CHINON: il castello dei templari

La fortezza reale di Chinon si trova nella regione Centre Val de Loira e domina la città. La fortezza che venne costruita dai Conti d’Angiò e in particolare dai Plantageneti, risale all’epoca in cui la storia di Francia e quella d’Inghilterra erano intimamente legate. Nel 1429, la grande sala del castello, fu teatro dell’incontro storico tra Giovanna D’Arco con il Delfino, il futuro re Carlo VII. Ma soprattutto nelle sue carceri fu imprigionato per mesi l’ultimo gran maestro dei templari Jacques De Molay.

ORIGINI DELLA FORTEZZA REALE DI CHINON

All’incrocio di tre province: Angiò, Poitou e Turenna, lo sperone roccioso sul quale si erge la fortezza reale di Chinon è un sito strategico occupato sin dall’antichità e da sempre conteso.

Un primo castello viene costruito al più tardi nel X secolo, epoca in cui il conte di Blois Thibaud le Tricheur vi fa costruire una torre. Ma sarà Enrico II Plantageneto, conte d’Angiò e re d’Inghilterra a partire dal 1154, che darà alla fortezza il suo attuale profilo.

Nel 1205, dopo un lungo assedio, il re di Francia Philippe Auguste si impadronisce della fortezza e ordina la costruzione del maschio di Coudray.
 

TEATRO D’IMPORTANTI EPISODI DELLA STORIA 

Nel 1308, il sito è teatro d’un episodio importante nella storia dell’ordine dei Templari: il grande maestro Jacques de Molay ed alcuni alti dignitari dell’ordine vi saranno incarcerati prima di essere giudicati e bruciati sul rogo a Parigi.

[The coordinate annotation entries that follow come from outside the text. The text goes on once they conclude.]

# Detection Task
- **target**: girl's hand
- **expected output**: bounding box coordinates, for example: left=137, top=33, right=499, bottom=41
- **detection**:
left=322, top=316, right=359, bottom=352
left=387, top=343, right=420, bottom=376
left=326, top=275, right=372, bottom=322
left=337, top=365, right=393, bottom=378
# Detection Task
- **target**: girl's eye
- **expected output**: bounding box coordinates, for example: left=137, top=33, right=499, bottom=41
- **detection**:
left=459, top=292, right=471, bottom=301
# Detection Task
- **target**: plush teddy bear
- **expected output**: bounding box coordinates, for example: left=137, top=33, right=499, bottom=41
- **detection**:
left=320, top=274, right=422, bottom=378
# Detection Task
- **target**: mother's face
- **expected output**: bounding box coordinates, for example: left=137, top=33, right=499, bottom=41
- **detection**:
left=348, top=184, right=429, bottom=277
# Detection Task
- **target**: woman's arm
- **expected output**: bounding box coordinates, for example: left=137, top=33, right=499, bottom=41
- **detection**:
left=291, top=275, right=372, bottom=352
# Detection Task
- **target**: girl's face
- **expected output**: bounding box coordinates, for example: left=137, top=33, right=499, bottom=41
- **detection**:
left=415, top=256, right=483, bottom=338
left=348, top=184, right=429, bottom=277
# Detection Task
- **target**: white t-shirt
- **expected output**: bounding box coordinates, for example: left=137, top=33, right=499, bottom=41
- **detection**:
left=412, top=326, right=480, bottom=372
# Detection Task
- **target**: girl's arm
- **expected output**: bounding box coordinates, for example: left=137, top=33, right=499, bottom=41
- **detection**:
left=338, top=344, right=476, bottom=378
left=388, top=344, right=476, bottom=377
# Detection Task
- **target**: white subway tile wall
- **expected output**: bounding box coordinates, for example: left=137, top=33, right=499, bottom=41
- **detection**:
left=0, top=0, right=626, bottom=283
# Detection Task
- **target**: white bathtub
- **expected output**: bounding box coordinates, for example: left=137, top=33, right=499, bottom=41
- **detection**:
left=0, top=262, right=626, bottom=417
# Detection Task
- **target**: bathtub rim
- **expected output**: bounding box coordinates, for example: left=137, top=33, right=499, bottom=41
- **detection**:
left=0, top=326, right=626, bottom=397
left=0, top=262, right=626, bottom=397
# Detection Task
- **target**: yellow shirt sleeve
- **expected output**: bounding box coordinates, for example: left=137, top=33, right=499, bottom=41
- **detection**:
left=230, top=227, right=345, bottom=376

Durante la Guerra dei Cent’Anni, la corte di Carlo VII s’installa nel castello di Chinon nel 1427 e nel marzo 1429 vi riceve Giovanna d’Arco venuta ad assicurare il re della sua legittimità e a convincerlo di farsi consacrare a Reims.

Il declino della fortezza comincia nel XVII secolo quando il cardinale Richelieu ne diventa il proprietario. Nel 1808, il monumento viene gratuitamente ceduto al Conseil d’Arrondissement oggi Conseil général (Consiglio provinciale).